Gina Kaus' kleine Prosa

Von Rolf LöchelRSS-Newsfeed neuer Artikel von Rolf Löchel

Besprochene Bücher / Literaturhinweise

Gina Kaus gehört zu der nicht geringen Zahl der in der ersten Hälfte des vergangenen Jahrhunderts zwar recht erfolgreichen, heute aber vergessenen Autorinnen. In den zwanziger und dreißiger Jahren trat die Ende des 19. Jahrhunderts geborene Wienerin mit Romanen und Kurzgeschichten hervor. Aber auch zahlreiche feuilletonistische Texte zählen zu ihrem Œuvre, ebenso wie eine bereits 1917 uraufgeführte Komödie. 1921 wurde sie für ihre Erzählung "Der Aufstieg" mit dem Fontane-Preis ausgezeichnet und 1933 wurden ihre Bücher von den Nazis verbrannt. 1938 ging Gina Kaus mit ihrem Mann Eduard Frischauer unmittelbar nach der Abdankung des österreichischen Kanzlers Schuschnigg ins Exil.

Nach der Neuausgabe ihres Romans "Die Verliebten" hat der Oldenburger Igel Verlag nun unter dem Titel "Die Unwiderstehlichen" einen Band mit "kleiner Prosa" der Autorin aufgelegt.
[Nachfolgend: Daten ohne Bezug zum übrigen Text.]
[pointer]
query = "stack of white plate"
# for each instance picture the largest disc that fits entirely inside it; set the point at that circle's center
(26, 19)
Die versammelten Kurzgeschichten umfassen meist nur wenige Seiten und erzählen vom Geschlechterkampf und der Liebe aus der Sicht weiblicher Protagonisten. Die an Alfred Adlers Individualpsychologie geschulte Autorin hat mit ihnen ebenso kluge wie amüsante Vignetten gezeichnet, die von der Überzeugung getragen sind, dass niemand hinter die Stirn eines anderen blicken könne und die deshalb - oder trotzdem? - mit manch überraschender Wendung oder Schlusspointe aufwarten.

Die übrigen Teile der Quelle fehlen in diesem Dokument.